Lindenhurst resident Skip Meinhold using the new elevator at the...

Lindenhurst resident Skip Meinhold using the new elevator at the LIRR Lindenhurst station. The station is one of four on the Babylon line being made ADA-accessible this year. Credit: Newsday/Alejandra Villa Loarca

The Long Island Rail Road is another step closer to being fully accessible for riders with disabilities, as a new elevator in Lindenhurst opened Friday.

Metropolitan Transportation Authority officials and disability rights advocates gathered in Lindenhurst to mark the completion of the LIRR's latest accessibility project — one of four on the railroad's Babylon Branch to be finished in 2024 as part of a $169 million upgrade effort.

Copiague and Amityville got new elevators in recent weeks, and Massapequa Park is set to get one by the end of the year. That would make 113 of the LIRR's 126 stations accessible, or about 90%.
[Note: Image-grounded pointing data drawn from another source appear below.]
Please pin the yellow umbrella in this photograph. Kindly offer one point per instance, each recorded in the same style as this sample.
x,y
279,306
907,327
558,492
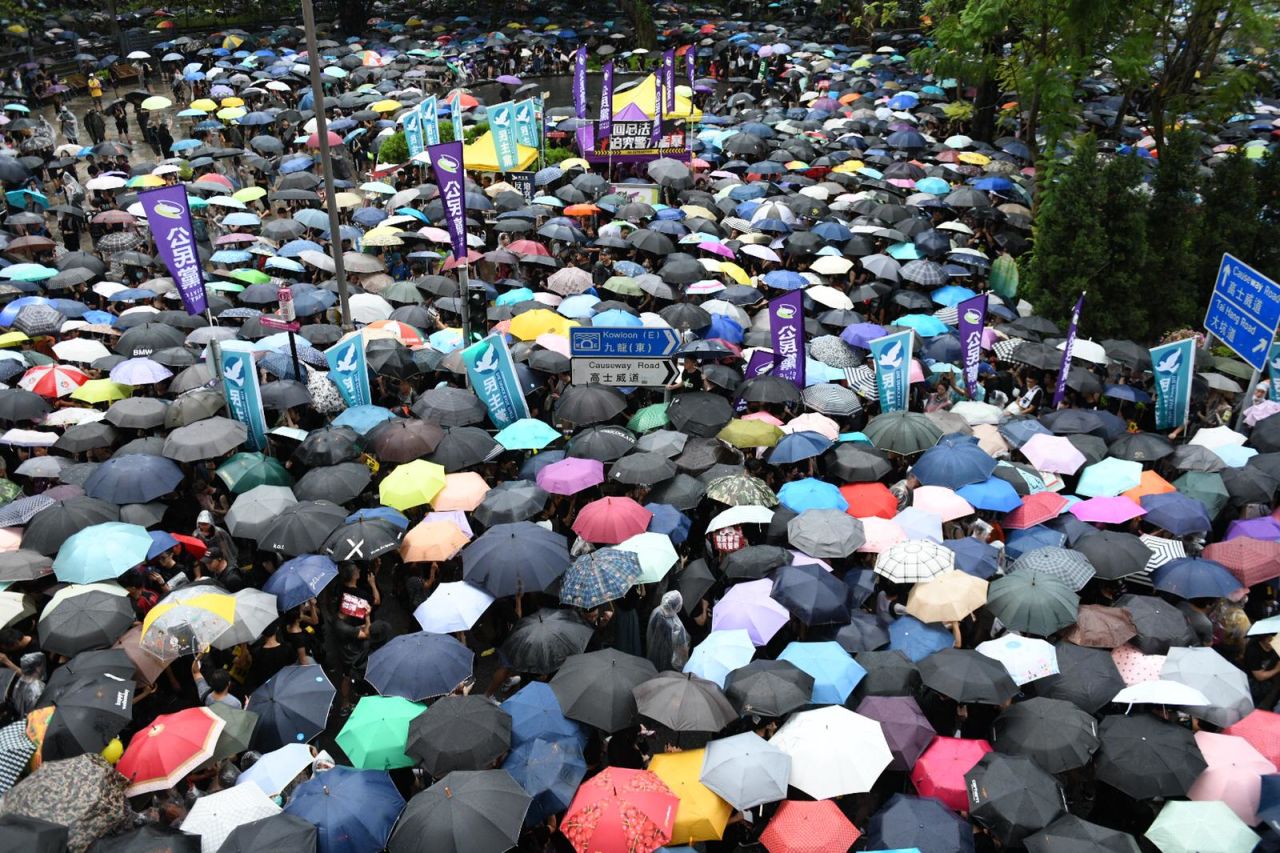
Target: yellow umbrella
x,y
530,324
702,815
411,484
750,433
96,391
433,542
“We need parents with strollers to be able to take their kids to the beach and to get to all kinds of places, people with mobility issues, whether they're in wheelchairs or just getting on in years, people who do not want to use the stairs,” MTA chairman and CEO Janno Lieber said. “That's what these elevators are about — making sure everybody is able to take advantage of this incredible resource.”

The three recently completed accessibility projects were promised in a settlement of a lawsuit filed by disability advocates.

The LIRR has plans to make all its remaining stations accessible, but those designs suffered a setback when Gov. Kathy Hochul earlier this month ordered an indefinite pause to the MTA's congestion pricing program, which would have generated new toll revenue that would have funded several transit infrastructure upgrades.

Without the funding, the MTA earlier this week announced plans to defer several planned capital projects, including accessibility upgrades at the LIRR's Hollis and Forest Hills stations.

“That doesn't mean they're canceled. It means we're hoping and expecting that there will be a new funding strategy … that will pay for those,” Lieber said.

LIRR officials said 1,300 riders use the Lindenhurst station each day. In addition to the elevator, the station got new accessible bathrooms, sidewalks and curb ramps, signage, stairway handrails, security cameras, lighting, and platform canopies.

Skip Meinhold, who lives in Lindenhurst and manages a railroad museum there, gets around with the assistance of a walker, and was able to ride up to the station platform by elevator for the first time Friday.

“It was nice and smooth,” said Meinhold, 78, a U.S. Navy veteran who served during the Vietnam War. “It's about time.”